My belief from some private discussions with certain examiners together with what is written and said at the annual Exam Review is that
a) there is no minimum quota for any question; the module is marked as a whole
b) Pass is about 50%, Credit about 65%, Distinction about 80% but NOT just done on arithmetical sum of individual marks, it will also be determined in how those marks are obtained. The more "patchy" the less likely that a particular numeric mark would be awarded the grade. Personally I feel that if you got very nearly full marks for two questions but did not attempt, or only got a very minimum mark on, the third then they would not award a Credit even if actually scored over the nominal threshold- you would have failed to show competence across the minimum range so I reckon they'd permit a Pass but no more. Similarly I do wonder what result you'd get if you got marks 21+15+3= 39; I suspect that this may not Pass, yet someone scoring 15+13+9 = 37 might.
It isn't therefore "cut and dry", but an overall assessment is made of how well the candidate has met the objective- as expressed by Jerry earlier.
c) I am sure that efforts are made to set an even standard across all modules; the examiners do tend to rotate around occasionally between the modules they mark which should stop any "drift" and they do discuss some marginal (that means any grade boundary) across the whole committee so that also engages the whole team.
Because of the relatively low numbers of both candidates and examiners, I think that there is probably a rather better consistency across the IRSE Exam than there would be across much larger public examinations.

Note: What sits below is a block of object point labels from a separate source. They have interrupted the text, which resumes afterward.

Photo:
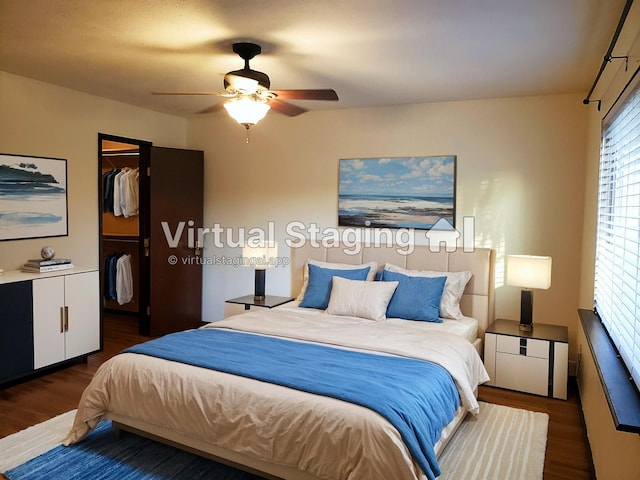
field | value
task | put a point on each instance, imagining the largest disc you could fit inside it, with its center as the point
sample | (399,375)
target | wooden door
(175,275)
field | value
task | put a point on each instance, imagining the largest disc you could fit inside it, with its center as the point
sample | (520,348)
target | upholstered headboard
(478,298)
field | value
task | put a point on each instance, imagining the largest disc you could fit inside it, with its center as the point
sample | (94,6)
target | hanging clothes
(118,278)
(121,191)
(124,280)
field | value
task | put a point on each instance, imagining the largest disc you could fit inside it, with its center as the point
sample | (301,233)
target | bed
(319,427)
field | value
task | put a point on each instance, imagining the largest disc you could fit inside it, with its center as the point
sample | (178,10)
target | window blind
(617,269)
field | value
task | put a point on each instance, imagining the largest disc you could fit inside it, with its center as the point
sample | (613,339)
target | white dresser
(47,319)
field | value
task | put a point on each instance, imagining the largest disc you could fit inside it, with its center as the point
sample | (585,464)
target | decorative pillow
(415,298)
(453,288)
(356,298)
(336,266)
(318,289)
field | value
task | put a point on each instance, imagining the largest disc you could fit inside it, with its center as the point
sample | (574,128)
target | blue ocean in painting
(32,203)
(375,210)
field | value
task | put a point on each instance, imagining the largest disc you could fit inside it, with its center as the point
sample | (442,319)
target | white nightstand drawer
(525,374)
(529,347)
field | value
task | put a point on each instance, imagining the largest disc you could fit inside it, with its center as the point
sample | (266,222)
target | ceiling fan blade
(286,108)
(212,108)
(218,94)
(319,94)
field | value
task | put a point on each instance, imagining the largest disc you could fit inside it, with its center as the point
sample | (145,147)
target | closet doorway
(142,187)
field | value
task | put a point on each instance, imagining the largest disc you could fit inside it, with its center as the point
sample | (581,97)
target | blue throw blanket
(417,397)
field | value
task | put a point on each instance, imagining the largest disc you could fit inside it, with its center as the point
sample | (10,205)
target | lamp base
(526,328)
(526,311)
(259,292)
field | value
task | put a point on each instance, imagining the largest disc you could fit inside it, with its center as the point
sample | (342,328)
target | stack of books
(39,265)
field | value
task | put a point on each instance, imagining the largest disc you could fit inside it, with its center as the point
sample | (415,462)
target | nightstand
(532,362)
(269,301)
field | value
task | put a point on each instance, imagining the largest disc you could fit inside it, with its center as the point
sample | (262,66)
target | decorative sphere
(47,253)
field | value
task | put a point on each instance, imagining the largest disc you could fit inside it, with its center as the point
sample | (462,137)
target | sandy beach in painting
(393,211)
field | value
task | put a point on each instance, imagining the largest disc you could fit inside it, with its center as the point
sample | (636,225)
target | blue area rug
(103,456)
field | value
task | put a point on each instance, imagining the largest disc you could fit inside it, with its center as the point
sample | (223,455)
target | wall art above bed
(33,197)
(397,192)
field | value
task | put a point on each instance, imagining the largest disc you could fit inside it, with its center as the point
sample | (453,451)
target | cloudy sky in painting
(399,176)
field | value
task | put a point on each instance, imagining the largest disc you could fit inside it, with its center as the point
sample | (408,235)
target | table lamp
(259,256)
(530,272)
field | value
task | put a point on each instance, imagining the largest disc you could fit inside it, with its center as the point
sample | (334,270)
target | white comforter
(323,436)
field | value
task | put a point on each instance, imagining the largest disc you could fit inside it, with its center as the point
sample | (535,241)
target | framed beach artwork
(398,192)
(33,197)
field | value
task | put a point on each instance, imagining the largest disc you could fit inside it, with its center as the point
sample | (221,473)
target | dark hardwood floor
(568,455)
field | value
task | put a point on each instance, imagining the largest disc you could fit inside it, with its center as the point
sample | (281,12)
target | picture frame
(398,192)
(33,197)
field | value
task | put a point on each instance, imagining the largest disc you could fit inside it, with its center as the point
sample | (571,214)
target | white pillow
(453,288)
(363,299)
(335,266)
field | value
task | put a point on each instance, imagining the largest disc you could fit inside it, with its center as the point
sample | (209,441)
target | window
(617,282)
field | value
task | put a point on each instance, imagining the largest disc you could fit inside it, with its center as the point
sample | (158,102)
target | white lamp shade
(529,271)
(246,111)
(260,256)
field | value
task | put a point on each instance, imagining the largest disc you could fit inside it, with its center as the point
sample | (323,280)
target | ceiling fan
(249,95)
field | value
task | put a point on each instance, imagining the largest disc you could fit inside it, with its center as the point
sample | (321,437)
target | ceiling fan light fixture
(246,111)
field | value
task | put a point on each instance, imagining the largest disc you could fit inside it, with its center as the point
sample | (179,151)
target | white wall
(44,120)
(520,173)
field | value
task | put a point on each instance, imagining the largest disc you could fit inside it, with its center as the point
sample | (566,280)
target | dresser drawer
(528,347)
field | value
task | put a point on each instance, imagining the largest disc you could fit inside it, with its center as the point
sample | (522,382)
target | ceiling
(372,52)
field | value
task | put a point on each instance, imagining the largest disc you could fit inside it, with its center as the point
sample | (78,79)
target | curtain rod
(608,56)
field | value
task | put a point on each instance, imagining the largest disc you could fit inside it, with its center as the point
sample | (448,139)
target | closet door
(175,199)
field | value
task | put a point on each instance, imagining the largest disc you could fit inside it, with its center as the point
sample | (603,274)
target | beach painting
(397,192)
(33,197)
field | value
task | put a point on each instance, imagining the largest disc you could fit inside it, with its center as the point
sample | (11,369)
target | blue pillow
(320,282)
(415,298)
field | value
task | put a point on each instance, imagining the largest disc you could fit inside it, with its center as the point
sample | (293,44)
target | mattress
(270,423)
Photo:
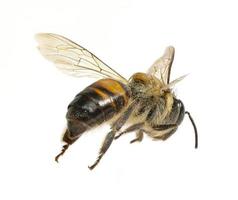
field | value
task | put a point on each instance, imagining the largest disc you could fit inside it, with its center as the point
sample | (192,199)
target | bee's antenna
(65,147)
(195,129)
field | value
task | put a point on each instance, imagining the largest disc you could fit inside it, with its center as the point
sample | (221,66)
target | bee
(144,104)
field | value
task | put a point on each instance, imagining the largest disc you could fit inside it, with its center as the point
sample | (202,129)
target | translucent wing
(162,67)
(72,58)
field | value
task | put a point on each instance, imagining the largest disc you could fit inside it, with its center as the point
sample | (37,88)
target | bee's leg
(166,135)
(106,144)
(164,127)
(139,137)
(130,129)
(110,136)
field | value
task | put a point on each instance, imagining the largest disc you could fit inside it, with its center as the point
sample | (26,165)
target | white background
(128,35)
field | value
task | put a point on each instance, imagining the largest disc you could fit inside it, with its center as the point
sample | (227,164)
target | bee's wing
(73,58)
(162,67)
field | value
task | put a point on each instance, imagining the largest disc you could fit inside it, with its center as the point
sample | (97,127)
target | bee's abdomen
(97,103)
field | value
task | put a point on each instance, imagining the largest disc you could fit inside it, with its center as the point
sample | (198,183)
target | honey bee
(145,103)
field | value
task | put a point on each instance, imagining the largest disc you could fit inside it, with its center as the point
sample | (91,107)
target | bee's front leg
(171,130)
(139,137)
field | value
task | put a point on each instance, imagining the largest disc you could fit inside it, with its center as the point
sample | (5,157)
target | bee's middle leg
(130,129)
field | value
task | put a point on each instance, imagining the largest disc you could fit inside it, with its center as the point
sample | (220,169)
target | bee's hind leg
(110,136)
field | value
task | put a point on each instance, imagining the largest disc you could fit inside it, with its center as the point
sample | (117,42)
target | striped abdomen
(96,104)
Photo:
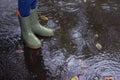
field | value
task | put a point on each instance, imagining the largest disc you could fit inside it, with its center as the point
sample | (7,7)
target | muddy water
(72,51)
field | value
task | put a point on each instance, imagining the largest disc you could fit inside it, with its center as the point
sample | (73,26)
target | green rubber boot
(37,28)
(29,38)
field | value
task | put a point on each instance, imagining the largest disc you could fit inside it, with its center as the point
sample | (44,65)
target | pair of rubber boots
(29,27)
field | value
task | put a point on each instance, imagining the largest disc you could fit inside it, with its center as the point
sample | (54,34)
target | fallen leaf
(108,78)
(80,60)
(44,18)
(83,68)
(98,46)
(19,51)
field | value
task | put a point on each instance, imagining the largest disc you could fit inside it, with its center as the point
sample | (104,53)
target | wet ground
(86,42)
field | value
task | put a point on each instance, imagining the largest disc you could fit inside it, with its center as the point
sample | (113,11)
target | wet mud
(86,42)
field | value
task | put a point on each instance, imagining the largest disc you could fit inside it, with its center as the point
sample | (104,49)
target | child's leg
(33,4)
(24,7)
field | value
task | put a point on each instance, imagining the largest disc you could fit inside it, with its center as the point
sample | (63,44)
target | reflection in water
(72,50)
(34,64)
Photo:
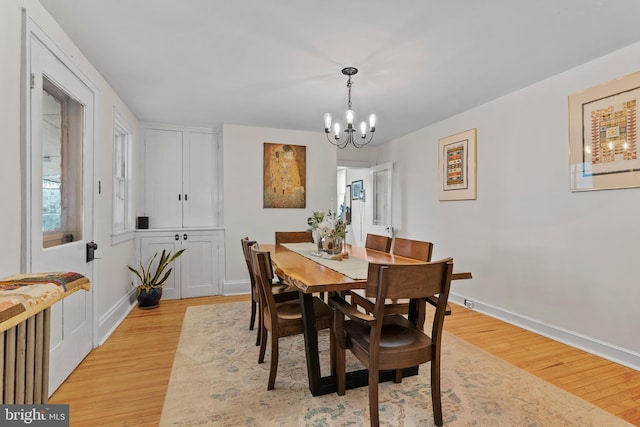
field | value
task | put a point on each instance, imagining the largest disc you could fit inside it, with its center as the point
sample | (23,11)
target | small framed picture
(356,189)
(457,165)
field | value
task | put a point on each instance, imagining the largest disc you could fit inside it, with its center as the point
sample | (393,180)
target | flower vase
(331,245)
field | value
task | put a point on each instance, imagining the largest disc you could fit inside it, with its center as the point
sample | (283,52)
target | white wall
(559,262)
(244,214)
(112,281)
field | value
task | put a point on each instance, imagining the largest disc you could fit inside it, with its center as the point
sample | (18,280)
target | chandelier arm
(350,130)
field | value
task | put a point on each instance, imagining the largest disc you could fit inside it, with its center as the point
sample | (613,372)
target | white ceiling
(276,63)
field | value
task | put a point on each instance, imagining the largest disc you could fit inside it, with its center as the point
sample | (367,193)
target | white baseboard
(236,287)
(112,319)
(607,351)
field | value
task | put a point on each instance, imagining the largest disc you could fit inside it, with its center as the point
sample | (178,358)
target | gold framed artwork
(285,176)
(603,138)
(457,166)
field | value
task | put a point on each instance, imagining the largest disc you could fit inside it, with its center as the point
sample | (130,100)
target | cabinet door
(200,264)
(149,245)
(163,178)
(199,166)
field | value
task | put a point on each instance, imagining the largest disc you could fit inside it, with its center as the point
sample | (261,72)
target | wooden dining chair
(378,243)
(280,291)
(383,341)
(293,237)
(408,248)
(283,318)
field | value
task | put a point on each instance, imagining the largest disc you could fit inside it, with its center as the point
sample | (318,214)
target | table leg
(317,385)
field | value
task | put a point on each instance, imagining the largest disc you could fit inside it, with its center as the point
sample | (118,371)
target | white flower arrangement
(327,225)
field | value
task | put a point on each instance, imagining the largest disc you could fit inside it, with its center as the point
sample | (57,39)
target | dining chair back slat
(378,243)
(382,341)
(293,237)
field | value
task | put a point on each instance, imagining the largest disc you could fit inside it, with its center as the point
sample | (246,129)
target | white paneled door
(59,183)
(379,200)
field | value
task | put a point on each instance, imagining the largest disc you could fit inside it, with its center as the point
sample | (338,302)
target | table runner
(352,267)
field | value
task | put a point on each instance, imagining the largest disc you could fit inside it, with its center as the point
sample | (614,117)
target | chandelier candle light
(350,130)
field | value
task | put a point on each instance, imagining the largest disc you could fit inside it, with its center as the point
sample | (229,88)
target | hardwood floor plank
(124,382)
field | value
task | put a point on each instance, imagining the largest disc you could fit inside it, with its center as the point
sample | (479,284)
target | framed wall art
(356,189)
(603,136)
(284,176)
(457,166)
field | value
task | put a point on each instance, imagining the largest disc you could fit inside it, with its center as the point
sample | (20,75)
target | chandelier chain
(350,130)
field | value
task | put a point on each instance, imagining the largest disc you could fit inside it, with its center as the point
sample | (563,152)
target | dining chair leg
(253,314)
(340,371)
(397,378)
(274,362)
(332,353)
(263,343)
(374,415)
(436,398)
(260,320)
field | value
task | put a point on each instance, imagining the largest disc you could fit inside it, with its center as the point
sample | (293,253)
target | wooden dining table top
(310,276)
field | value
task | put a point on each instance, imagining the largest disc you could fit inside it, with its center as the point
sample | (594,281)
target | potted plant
(152,279)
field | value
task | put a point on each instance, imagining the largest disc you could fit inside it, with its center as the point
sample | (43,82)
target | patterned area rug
(216,380)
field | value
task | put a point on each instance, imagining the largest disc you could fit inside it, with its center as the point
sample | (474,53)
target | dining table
(301,265)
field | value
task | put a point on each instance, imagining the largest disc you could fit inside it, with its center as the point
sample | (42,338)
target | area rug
(216,380)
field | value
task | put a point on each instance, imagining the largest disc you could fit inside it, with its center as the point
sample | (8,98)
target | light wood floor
(123,383)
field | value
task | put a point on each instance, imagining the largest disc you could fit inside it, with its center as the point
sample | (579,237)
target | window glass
(62,127)
(122,193)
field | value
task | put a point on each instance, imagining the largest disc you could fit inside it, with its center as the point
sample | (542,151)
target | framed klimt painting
(284,176)
(457,166)
(603,136)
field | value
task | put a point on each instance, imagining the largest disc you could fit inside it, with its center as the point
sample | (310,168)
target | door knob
(91,251)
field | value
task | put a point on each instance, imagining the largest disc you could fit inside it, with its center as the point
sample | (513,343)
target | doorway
(369,210)
(59,191)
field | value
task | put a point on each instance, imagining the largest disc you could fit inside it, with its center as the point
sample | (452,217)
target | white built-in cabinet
(198,271)
(181,199)
(181,178)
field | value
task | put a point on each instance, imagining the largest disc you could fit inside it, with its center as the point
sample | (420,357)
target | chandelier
(349,130)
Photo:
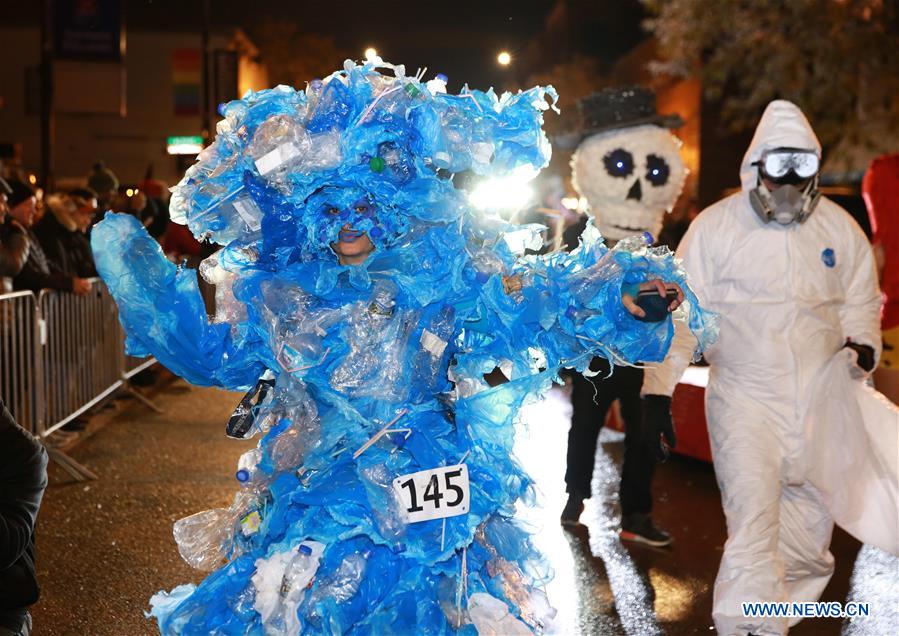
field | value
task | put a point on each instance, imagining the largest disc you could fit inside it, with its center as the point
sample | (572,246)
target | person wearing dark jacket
(38,273)
(62,234)
(13,242)
(23,478)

(03-10-2011, 01:43 PM)Peter Wrote: (03-10-2011, 12:28 PM)vedprakash Wrote: Hi Peter
Could you please give a brief on passing criteria? Do we have to attain minimum passing marks in all 3 attempted questions or two questions written adequately are enough to fetch passing marks? What are the passing marks for different modules? For getting a Credit or distinction how much is the cutoff in different modules? Or is it same for all the modules, or does it change every year?
Looking forward to hearing from you.
Ved
Certainly in past years, the examiners have made it clear that is it the total of marks for the module as a whole. This does mean, in theory that you could nswer two questions very well and omit one and still pass.
The exam committee will never discuss the cut off point for Pass / Credit / distinction. I have hear the comment that a distinction requires "three good answers", so in common with other organisations scorings, you could infer from that you would be looking for 75% or above for a distinction. This would make it impossible to get a distinction on only two questions which fits with the ethos of the exam requring depth and breadth - you cannot expect the top marks if you are only very clever in a range so limited that you can only answer two questions out of the selection given.
I think the boundaries are generally consistenet across the modules.
Sorry I cannot be more definite, but the information is not in the public domain.